The system isn’t a general purpose AI. It has a tree search algorithm explicitly at its core that is implicitly designed around game play. It uses a Monte Carlo tree search rather than traditional alpha beta, therein lies one of the more interesting features.
So, could an AI play an arbitrary board game? If you used a system like Alpha Zero, then yes. But you still need to code up the rules. Something needs to be able to feed the training system the billions of legal games for it to learn from. Could you get an LLM to write this code? Maybe. Not clear I would trust it to get it right.
However, with enough effort it might be possible to craft an LLM that could parse reasonably explicit rules and generate code. Then you could in principle bind all the systems together and build a system that could play from just the rules. This is a long way from feeding one of the popular LLMs the rule book. Someone is paying for the compute to run the training.
All instances had the rules until MuZero, and for Chess it was not given reference games.

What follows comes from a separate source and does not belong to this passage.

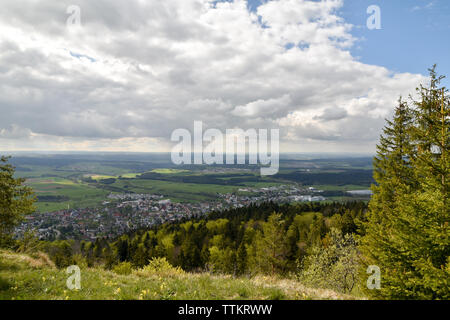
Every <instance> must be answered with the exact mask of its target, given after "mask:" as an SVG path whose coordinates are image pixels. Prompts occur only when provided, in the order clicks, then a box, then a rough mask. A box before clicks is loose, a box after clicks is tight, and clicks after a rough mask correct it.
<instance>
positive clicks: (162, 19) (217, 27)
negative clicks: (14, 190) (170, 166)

| System | Game(s) | Given rules? | Given expert games? |
|---|---|---|---|
| AlphaGo | Go | Yes | Yes |
| AlphaGo Zero | Go | Yes | No |
| AlphaZero | Chess, Go, Shogi | Yes | No |
| MuZero | Chess, Go, Shogi, Atari games | No | No |
What’s really interesting about MuZero is that it was trained only given the legal moves in a position. So it wasn’t given the rules, but it probably inferred them quickly.
Ah, crap, I was conflating MuZero and AlphaZero. I had thought by AlphaZero, rulesets weren’t included in training, but it looks like it was MuZero when that happened.